Youngstrom (2000) ve diğerleri, çalışmasını kişiler arası problem çözmede eğitimin etkisini incelemek amacıyla yapmıştır. Çalışmayı, 108’i kız, 16’sı erkek olan 214 çocuk, öğretmen ve bakıcılarla yürütmüştür. Çocukların ilk değerlendirmede 5, ikinci değerlendirmede 7 yaşında oldukları belirtilmiştir. Çalışmada, Okul Öncesi Kişiler Arası Problem Çözme Testi (Shure, 1992) kullanmıştır. Bakıcılar Çocuk Davranışı Kontrol Listesi, öğretmenler de Öğretmen Bildirim Formu, Head Start öğretmenleri Okulöncesi Öğretmen Bildirim Formunu doldurmuştur. Araştırma sonunda, eğitim alan çocukların daha çok çözüm ürettiği, prososyal yanıtlarda artış olduğu saptanmıştır.

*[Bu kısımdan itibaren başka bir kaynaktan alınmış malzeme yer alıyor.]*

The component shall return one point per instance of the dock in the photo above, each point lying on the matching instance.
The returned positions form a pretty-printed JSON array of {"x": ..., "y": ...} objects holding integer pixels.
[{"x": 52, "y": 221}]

Terzi (2000), çalışmasında öğrencilerinin, kişiler arası problem çözme algılarını sed, cinsiyet, kardeş sayısı ve ana- baba tutumuna göre incelemiştir. Örneklemi altıncı sınıf öğrencilerinden 101 kız, 93 erkek olmak üzere 194 öğrenci oluşturmuştur. Kişiler Arası Problem Çözme Ölçeği, Ana- baba Tutum Ölçeği, Sosyo- ekonomik Düzey Ölçeği kullanılmıştır. Sonuçta öğrencilerin problem çözme algılarının cinsiyet ve kardeşi olma durumuna göre değişmediği, ana- baba tutumları ve sosyo ekonomik düzeye göre farklılaştığı belirlenmiştir.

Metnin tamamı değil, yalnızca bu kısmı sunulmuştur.